🤖 AI Summary
This work addresses the Test-time Compute Optimization (TCO) problem: improving answer accuracy of large language models under a fixed inference budget, specifically by decoupling external generation and selection phases. We propose Compute-Aware Tree Search (CATS), an actor-critic–style framework that jointly performs multi-path generation, tree search, and reinforcement learning. Crucially, CATS is the first to establish a PAC-Bayes theoretical analysis linking reward model (PRM) generalization error to sample complexity, enabling dynamic budget allocation guided by reward distribution statistics and sparsity. The method balances accuracy and efficiency without increasing model parameters or training overhead.
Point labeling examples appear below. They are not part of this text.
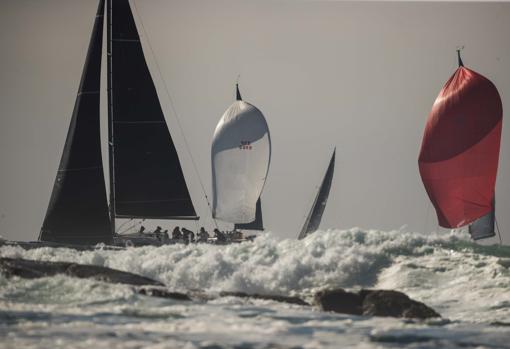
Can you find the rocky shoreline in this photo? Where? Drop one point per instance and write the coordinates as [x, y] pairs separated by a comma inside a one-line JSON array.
[[365, 302]]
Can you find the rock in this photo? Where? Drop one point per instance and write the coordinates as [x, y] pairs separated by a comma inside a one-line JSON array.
[[276, 298], [162, 292], [373, 303], [395, 304], [339, 301], [35, 269]]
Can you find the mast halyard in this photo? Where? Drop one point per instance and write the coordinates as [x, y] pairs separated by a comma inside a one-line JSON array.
[[110, 114]]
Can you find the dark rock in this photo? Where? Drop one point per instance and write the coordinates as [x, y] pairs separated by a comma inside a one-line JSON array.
[[339, 301], [395, 304], [161, 292], [373, 303], [35, 269], [276, 298]]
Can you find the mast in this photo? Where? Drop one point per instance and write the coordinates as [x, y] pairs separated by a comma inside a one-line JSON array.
[[110, 115], [257, 224]]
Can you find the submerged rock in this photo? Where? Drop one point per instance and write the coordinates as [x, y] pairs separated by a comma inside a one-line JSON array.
[[276, 298], [396, 304], [35, 269], [339, 301], [162, 292], [373, 303]]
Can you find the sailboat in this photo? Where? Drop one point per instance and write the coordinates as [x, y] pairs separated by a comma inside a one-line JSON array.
[[240, 158], [314, 217], [459, 154], [145, 175]]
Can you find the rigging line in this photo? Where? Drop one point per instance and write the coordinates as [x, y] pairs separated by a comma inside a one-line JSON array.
[[175, 113], [499, 232]]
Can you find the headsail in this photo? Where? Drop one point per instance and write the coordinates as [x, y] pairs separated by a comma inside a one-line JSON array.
[[147, 176], [460, 150], [313, 219], [483, 227], [240, 156], [257, 224], [78, 209]]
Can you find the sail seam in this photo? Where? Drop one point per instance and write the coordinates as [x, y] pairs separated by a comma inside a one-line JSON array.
[[138, 122], [88, 93], [125, 40], [141, 201], [81, 168]]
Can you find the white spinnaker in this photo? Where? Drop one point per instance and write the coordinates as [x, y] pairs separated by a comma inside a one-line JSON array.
[[240, 156]]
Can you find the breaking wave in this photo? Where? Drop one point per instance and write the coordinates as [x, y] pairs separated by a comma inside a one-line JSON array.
[[461, 279]]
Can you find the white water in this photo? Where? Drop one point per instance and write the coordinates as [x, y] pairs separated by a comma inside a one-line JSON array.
[[467, 283]]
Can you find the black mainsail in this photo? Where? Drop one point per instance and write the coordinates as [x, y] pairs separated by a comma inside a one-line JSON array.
[[314, 217], [147, 179], [78, 208]]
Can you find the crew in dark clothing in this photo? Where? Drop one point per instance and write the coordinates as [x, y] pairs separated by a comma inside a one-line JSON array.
[[220, 237], [176, 234], [165, 236], [203, 235], [188, 235]]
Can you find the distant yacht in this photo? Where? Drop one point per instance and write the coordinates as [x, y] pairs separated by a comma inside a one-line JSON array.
[[313, 220]]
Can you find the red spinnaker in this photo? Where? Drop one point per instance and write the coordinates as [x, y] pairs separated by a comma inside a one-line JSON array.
[[460, 149]]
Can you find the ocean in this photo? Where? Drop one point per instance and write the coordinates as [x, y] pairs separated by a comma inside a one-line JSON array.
[[468, 284]]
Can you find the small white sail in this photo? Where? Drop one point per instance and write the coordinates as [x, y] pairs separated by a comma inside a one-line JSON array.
[[240, 155]]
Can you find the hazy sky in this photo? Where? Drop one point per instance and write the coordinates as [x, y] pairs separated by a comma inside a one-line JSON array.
[[358, 76]]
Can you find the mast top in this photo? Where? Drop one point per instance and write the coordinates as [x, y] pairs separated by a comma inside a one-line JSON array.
[[238, 94], [461, 64]]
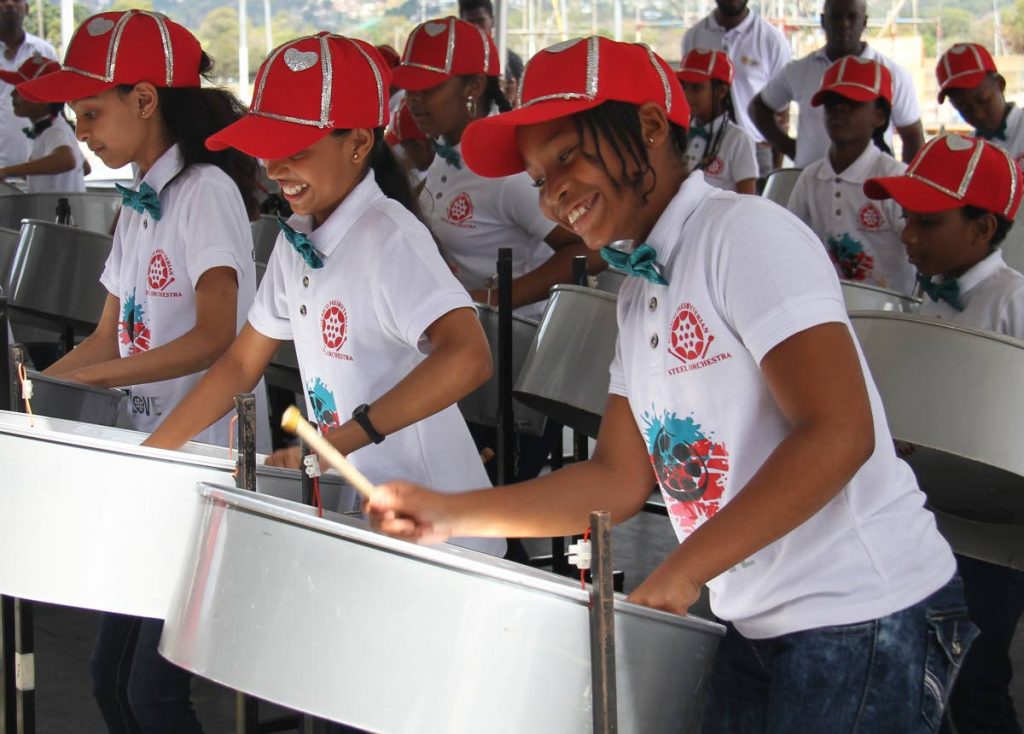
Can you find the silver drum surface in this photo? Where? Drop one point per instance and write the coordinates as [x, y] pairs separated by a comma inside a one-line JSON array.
[[953, 395], [331, 618], [565, 376], [90, 519]]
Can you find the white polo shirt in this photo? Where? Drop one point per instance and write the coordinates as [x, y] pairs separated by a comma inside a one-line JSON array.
[[473, 217], [758, 51], [153, 270], [358, 326], [56, 135], [14, 145], [861, 235], [799, 81], [744, 275], [992, 296], [734, 161]]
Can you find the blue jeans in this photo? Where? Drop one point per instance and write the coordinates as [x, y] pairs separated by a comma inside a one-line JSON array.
[[887, 675], [139, 692]]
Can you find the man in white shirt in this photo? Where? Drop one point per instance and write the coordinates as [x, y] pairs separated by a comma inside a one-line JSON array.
[[758, 51], [844, 23], [18, 47]]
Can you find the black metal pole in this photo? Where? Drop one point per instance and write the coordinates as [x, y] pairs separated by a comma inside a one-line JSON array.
[[602, 625], [506, 418]]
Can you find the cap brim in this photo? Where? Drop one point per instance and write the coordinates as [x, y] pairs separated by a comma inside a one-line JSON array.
[[267, 138], [61, 86], [413, 79], [910, 193]]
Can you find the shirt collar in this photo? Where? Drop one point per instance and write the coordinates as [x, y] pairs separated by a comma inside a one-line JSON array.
[[164, 170], [327, 236], [857, 172]]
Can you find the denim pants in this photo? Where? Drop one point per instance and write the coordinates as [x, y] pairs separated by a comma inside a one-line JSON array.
[[888, 675], [138, 691]]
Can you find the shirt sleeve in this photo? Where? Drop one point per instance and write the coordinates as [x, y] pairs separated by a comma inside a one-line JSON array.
[[774, 279]]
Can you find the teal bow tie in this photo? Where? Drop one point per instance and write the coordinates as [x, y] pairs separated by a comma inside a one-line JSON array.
[[144, 200], [302, 245], [642, 262], [449, 154], [947, 291]]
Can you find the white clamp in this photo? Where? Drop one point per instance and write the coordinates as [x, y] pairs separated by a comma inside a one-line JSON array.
[[311, 464], [581, 554]]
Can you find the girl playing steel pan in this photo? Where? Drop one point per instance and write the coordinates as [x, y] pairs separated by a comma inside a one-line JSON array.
[[738, 390]]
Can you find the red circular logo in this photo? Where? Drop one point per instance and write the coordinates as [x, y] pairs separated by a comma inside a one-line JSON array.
[[690, 339], [460, 209], [160, 274], [870, 217], [334, 325]]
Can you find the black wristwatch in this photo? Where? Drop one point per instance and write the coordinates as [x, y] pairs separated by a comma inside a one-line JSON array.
[[361, 416]]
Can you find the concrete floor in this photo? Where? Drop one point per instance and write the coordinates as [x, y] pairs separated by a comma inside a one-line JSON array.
[[65, 638]]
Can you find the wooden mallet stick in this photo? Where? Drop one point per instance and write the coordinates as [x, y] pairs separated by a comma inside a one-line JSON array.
[[293, 422]]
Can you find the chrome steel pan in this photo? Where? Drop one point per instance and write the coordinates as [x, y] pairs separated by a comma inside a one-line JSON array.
[[75, 401], [953, 394], [565, 376], [55, 273], [331, 618], [861, 297], [90, 519], [481, 404], [92, 211]]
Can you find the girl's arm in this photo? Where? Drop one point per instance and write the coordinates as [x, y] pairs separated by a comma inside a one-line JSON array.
[[60, 160], [619, 478], [239, 370], [216, 301], [100, 346], [459, 362], [816, 380]]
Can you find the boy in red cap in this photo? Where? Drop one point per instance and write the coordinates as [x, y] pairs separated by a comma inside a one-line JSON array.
[[180, 278], [55, 161], [738, 389], [861, 235], [968, 76], [717, 144], [961, 196]]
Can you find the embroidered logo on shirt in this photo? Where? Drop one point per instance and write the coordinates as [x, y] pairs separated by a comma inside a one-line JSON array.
[[460, 210], [690, 341], [131, 329], [334, 328], [849, 257], [324, 405], [160, 275], [692, 470]]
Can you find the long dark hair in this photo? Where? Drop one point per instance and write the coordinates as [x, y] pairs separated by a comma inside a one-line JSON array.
[[619, 125], [192, 115]]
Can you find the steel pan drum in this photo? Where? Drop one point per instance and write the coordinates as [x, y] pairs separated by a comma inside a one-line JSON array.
[[55, 273], [90, 519], [481, 404], [75, 401], [91, 211], [953, 394], [861, 297], [565, 376], [331, 618]]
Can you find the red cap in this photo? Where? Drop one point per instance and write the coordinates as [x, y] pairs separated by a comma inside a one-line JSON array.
[[858, 79], [702, 65], [964, 67], [304, 90], [954, 171], [568, 78], [437, 50], [36, 66], [122, 47], [402, 127]]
On the MATH and AIME benchmarks, CATS significantly outperforms existing external test-time search methods—achieving substantial accuracy gains under identical compute budgets. These results empirically validate that controlling PRM generalization error is critical for effective TCO.
📝 Abstract
External test-time reasoning enhances large language models (LLMs) by decoupling generation and selection. At inference time, the model generates multiple reasoning paths, and an auxiliary process reward model (PRM) is used to score and select the best one. A central challenge in this setting is test-time compute optimality (TCO), i.e., how to maximize answer accuracy under a fixed inference budget. In this work, we establish a theoretical framework to analyze how the generalization error of the PRM affects compute efficiency and reasoning performance. Leveraging PAC-Bayes theory, we derive generalization bounds and show that a lower generalization error of PRM leads to fewer samples required to find correct answers. Motivated by this analysis, we propose Compute-Aware Tree Search (CATS), an actor-critic framework that dynamically controls search behavior. The actor outputs sampling hyperparameters based on reward distributions and sparsity statistics, while the critic estimates their utility to guide budget allocation. Experiments on the MATH and AIME benchmarks with various LLMs and PRMs demonstrate that CATS consistently outperforms other external TTS methods, validating our theoretical predictions.